A ses côtés pour ce concert radiophonique de 1954, Libero de Luca se défend assez bien. Décevant en Gérald face à la Lakmé de Mado Robin, le ténor suisse, en troupe à Paris de 1949 à 1961, trouve en Don José un rôle bien plus adéquat, qui exige moins de délicatesse. Evidemment, l’air de la Fleur inclut un si bémol fortissimo, mais le diminuendo sur « Je t’aime » est fort appréciable. Micaëla superbe de Martha Angelici, qui trouve naturellement le ton idéal, d’une pureté qui n’a rien de nunuche, d’une distinction qui n’a rien de froid ; quel dommage que ne soient pas disponibles plus d’enregistrements de cette grande soprano française, qui devrait servir de modèle à beaucoup. Correct et possédant les notes du rôle, l’Escamillo de Michel Roux se situe un cran en dessous, savonnant tous les ornements de son air. Futur toréador sur la scène de l’Opéra de Paris ou au disque auprès de Maria Callas, Robert Massard se contente pour l’heure d’être un fringant Moralès. Les deux commères de Carmen ont des timbres personnels, à défaut d’être très séduisants. Le bât blesse plutôt du côté des deux contrebandiers, qui parlent plus qu’ils ne chantent, pour un quintette un peu lourd et assez raté.
Très mesurés dans l’ensemble, les tempos adoptés par Jules Gressier ont au moins le mérite de permettre de mieux entendre les détails de ligne et d’orchestration d’une partition qu’il est courant d’entendre dirigée au pas de course pour en forcer l’espagnolade. On regrette que « A dos cuartos » soit donné en version raccourcie. Le chœur Yvonne Gouverné incluait des chanteuses aux voix peut-être plus fermes que les dames de l’Opéra-Comique, mais en termes de véhémence lors de la dispute des cigarières, elles n’avaient rien à envier aux habituées de la scène. Les enfants de la garde montante sont impeccables.

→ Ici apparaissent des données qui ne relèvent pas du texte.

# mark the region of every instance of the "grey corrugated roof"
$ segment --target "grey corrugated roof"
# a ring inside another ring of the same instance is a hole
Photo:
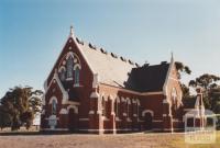
[[[86,56],[94,72],[98,73],[100,82],[125,88],[124,82],[129,79],[128,73],[136,65],[123,61],[120,57],[114,58],[111,53],[105,54],[100,48],[94,49],[87,43],[78,43],[78,46]]]
[[[155,92],[162,91],[169,64],[163,62],[154,66],[143,66],[132,69],[128,88],[139,92]]]

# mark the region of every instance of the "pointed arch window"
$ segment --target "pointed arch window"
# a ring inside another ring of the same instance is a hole
[[[172,102],[173,102],[173,107],[176,110],[177,109],[177,91],[175,88],[172,89]]]
[[[74,71],[74,59],[72,56],[67,58],[66,61],[66,69],[67,69],[67,80],[73,80],[73,71]]]
[[[77,66],[74,70],[74,84],[79,86],[79,67]]]
[[[106,116],[107,115],[107,104],[106,104],[106,100],[105,100],[105,96],[102,96],[102,100],[101,100],[101,110],[102,110],[102,116]]]
[[[66,80],[66,69],[65,68],[62,68],[61,70],[59,70],[59,79],[62,80],[62,81],[65,81]]]
[[[56,109],[56,100],[53,100],[52,101],[52,114],[56,115],[56,111],[57,111],[57,109]]]

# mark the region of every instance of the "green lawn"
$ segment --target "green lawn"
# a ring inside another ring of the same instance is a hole
[[[172,141],[172,146],[175,148],[220,148],[220,132],[216,133],[216,143],[215,144],[186,144],[185,136],[177,137],[176,140]]]

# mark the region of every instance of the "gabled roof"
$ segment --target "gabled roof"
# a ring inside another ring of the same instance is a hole
[[[185,109],[195,109],[196,100],[197,100],[196,96],[183,99],[184,107]]]
[[[76,39],[78,41],[78,39]],[[86,56],[91,69],[98,73],[101,83],[125,88],[124,82],[129,79],[129,72],[138,65],[125,58],[118,57],[113,53],[107,53],[91,44],[78,41],[78,47]]]
[[[128,82],[131,86],[128,87],[139,92],[163,91],[168,69],[169,64],[167,62],[134,68]]]
[[[98,73],[99,82],[139,92],[163,90],[169,64],[139,67],[124,57],[107,53],[78,38],[76,41],[94,72]]]

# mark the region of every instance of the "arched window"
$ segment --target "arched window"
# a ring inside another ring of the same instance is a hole
[[[56,100],[52,101],[52,114],[56,115]]]
[[[177,109],[177,91],[175,88],[172,89],[172,102],[173,102],[173,110]]]
[[[120,103],[120,100],[119,98],[117,98],[114,102],[114,113],[117,117],[119,117],[119,103]]]
[[[69,56],[67,59],[66,69],[67,69],[67,79],[73,80],[74,59],[72,56]]]
[[[75,75],[74,75],[74,84],[79,86],[79,67],[76,67],[75,69]]]
[[[102,100],[101,100],[101,110],[102,110],[102,116],[106,116],[107,115],[107,109],[106,109],[105,96],[102,96]]]
[[[130,104],[131,104],[131,101],[130,99],[127,100],[127,116],[130,117]]]
[[[62,68],[61,71],[59,71],[59,79],[62,81],[66,80],[66,70],[64,68]]]

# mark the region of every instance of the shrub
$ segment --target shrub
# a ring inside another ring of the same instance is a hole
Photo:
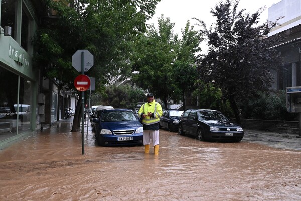
[[[258,93],[258,96],[239,104],[242,118],[270,120],[296,121],[297,114],[286,110],[286,93]]]

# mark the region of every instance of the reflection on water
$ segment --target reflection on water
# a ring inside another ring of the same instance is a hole
[[[301,152],[160,131],[159,155],[58,124],[0,152],[1,200],[301,200]],[[58,129],[61,132],[58,133]]]

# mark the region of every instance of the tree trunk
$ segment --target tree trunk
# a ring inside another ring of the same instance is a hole
[[[80,120],[81,118],[81,100],[82,93],[80,93],[79,98],[77,100],[76,108],[75,108],[75,112],[74,113],[74,117],[73,118],[73,123],[72,124],[72,129],[71,132],[77,132],[80,130]]]
[[[237,107],[237,105],[236,104],[236,102],[234,100],[234,97],[231,97],[229,98],[230,104],[231,105],[231,107],[234,112],[234,115],[235,115],[235,119],[236,120],[236,123],[238,124],[240,124],[241,123],[240,121],[240,115],[239,114],[239,110],[238,110],[238,107]]]
[[[185,92],[182,93],[182,103],[183,104],[183,110],[185,110]]]

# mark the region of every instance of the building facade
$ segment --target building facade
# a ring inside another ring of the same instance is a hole
[[[32,39],[49,15],[42,2],[0,0],[0,148],[63,118],[64,108],[74,105],[57,80],[33,66]]]
[[[284,62],[283,68],[275,73],[276,90],[301,86],[301,1],[282,0],[268,8],[269,20],[275,21],[280,17],[283,18],[278,21],[279,25],[268,34],[284,38],[275,47]]]

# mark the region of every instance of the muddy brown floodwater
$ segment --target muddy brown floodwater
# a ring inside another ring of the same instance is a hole
[[[300,151],[161,130],[155,156],[143,146],[99,147],[85,128],[83,155],[70,124],[0,151],[0,200],[301,200]]]

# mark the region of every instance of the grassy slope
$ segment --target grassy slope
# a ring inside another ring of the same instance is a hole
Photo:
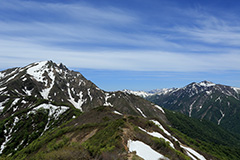
[[[188,145],[214,155],[219,159],[240,159],[240,136],[227,132],[208,122],[189,118],[181,113],[166,110],[172,131]]]

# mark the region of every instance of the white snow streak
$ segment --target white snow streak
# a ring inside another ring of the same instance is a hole
[[[13,125],[9,131],[9,133],[7,134],[7,130],[5,129],[4,130],[4,134],[7,134],[5,135],[5,141],[2,143],[1,147],[0,147],[0,154],[2,154],[2,151],[4,150],[4,148],[6,147],[6,144],[8,143],[8,141],[11,139],[11,135],[12,135],[12,132],[13,132],[13,128],[14,126],[16,125],[16,123],[19,121],[19,118],[18,117],[14,117],[14,121],[13,121]]]
[[[142,112],[142,110],[140,108],[137,108],[137,110],[141,113],[141,115],[144,117],[144,118],[147,118],[147,116]]]
[[[225,116],[225,114],[223,113],[223,111],[220,109],[220,113],[222,115],[222,117],[218,120],[218,125],[220,125],[221,120],[223,119],[223,117]]]
[[[5,99],[5,101],[0,102],[0,112],[3,111],[3,109],[4,109],[4,107],[5,107],[5,103],[6,103],[8,100],[9,100],[9,99],[7,98],[7,99]]]
[[[120,113],[120,112],[118,112],[118,111],[113,111],[113,113],[115,113],[115,114],[118,114],[118,115],[123,115],[122,113]]]
[[[149,134],[149,135],[151,135],[151,136],[153,136],[153,137],[164,139],[165,141],[169,142],[169,145],[170,145],[173,149],[175,149],[173,143],[172,143],[169,139],[165,138],[162,134],[160,134],[160,133],[158,133],[158,132],[148,132],[148,131],[146,131],[145,129],[143,129],[143,128],[141,128],[141,127],[138,127],[138,128],[139,128],[140,130],[142,130],[143,132],[145,132],[145,133],[147,133],[147,134]]]
[[[91,96],[91,92],[90,92],[90,88],[88,88],[88,96],[89,96],[89,98],[90,98],[90,101],[92,101],[92,96]]]
[[[168,135],[168,136],[172,136],[165,128],[163,128],[163,126],[156,120],[150,120],[152,121],[155,125],[157,125],[160,129],[163,130],[163,132]]]
[[[69,101],[70,103],[72,103],[75,108],[79,109],[79,110],[82,112],[82,111],[83,111],[83,110],[82,110],[82,105],[83,105],[83,103],[86,101],[86,99],[83,100],[82,91],[79,93],[79,100],[78,100],[77,102],[76,102],[76,101],[74,100],[74,98],[72,97],[72,94],[71,94],[71,91],[70,91],[69,88],[68,88],[68,95],[69,95],[69,98],[70,98],[70,99],[68,99],[68,101]]]
[[[159,160],[159,159],[168,160],[167,157],[156,152],[149,145],[141,141],[128,140],[128,148],[129,152],[136,151],[136,155],[142,157],[144,160]]]
[[[192,106],[194,105],[195,102],[196,102],[196,100],[189,107],[189,117],[192,116]]]
[[[32,66],[27,70],[27,74],[33,76],[33,78],[36,79],[39,82],[44,82],[43,74],[46,71],[47,62],[48,61],[35,63],[36,64],[35,66]]]
[[[103,104],[104,106],[111,106],[113,107],[113,105],[108,102],[108,99],[111,98],[112,96],[109,96],[109,93],[105,93],[105,103]]]
[[[197,157],[200,160],[206,160],[205,157],[203,157],[201,154],[199,154],[198,152],[196,152],[195,150],[193,150],[192,148],[180,145],[183,149],[185,149],[186,151],[188,151],[190,154],[194,155],[195,157]]]
[[[160,106],[158,106],[158,105],[154,105],[154,106],[165,114],[165,112],[164,112],[164,110],[162,109],[162,107],[160,107]]]
[[[159,128],[161,128],[163,130],[164,133],[166,133],[168,136],[171,136],[175,141],[179,142],[180,143],[180,146],[187,152],[188,156],[191,157],[193,160],[197,160],[195,157],[197,157],[198,159],[200,160],[206,160],[202,155],[200,155],[199,153],[197,153],[195,150],[193,150],[192,148],[189,148],[187,146],[184,146],[181,144],[181,142],[175,138],[174,136],[172,136],[168,131],[166,131],[162,125],[158,122],[158,121],[155,121],[155,120],[151,120],[152,122],[154,122],[157,126],[159,126]],[[195,157],[193,157],[193,155]]]

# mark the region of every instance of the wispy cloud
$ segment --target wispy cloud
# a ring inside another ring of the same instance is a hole
[[[146,24],[138,12],[111,6],[3,1],[1,67],[52,59],[72,68],[240,70],[238,21],[194,9],[169,9],[175,15],[166,27],[161,21],[167,18]],[[185,20],[174,24],[176,15]]]

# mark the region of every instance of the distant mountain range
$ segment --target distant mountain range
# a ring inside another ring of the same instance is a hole
[[[236,99],[236,91],[224,93]],[[238,135],[217,125],[163,110],[131,91],[106,92],[63,64],[43,61],[0,72],[1,160],[238,159],[239,146]]]
[[[240,89],[209,81],[157,92],[127,91],[189,117],[205,119],[240,133]]]

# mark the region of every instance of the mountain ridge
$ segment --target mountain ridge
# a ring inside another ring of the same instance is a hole
[[[144,98],[164,108],[200,120],[206,119],[240,133],[240,124],[237,123],[240,118],[240,92],[236,87],[209,81],[193,82],[182,88],[149,94]]]

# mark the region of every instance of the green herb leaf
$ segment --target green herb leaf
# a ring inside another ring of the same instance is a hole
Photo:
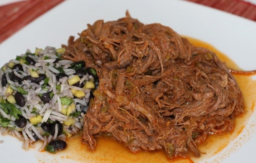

Pourtant, le plus étonnant dans ce disque, c’est sans doute l’interprétation des dialogues parlés, qui nous transporte dans un autre monde, celui du cinéma français de la première moitié du XXe siècle. Les chanteurs disent eux-mêmes leur texte dans les quelques passages conservés, et Denise Scharley fait preuve d’une insolence gouailleuse qui laisse pantois.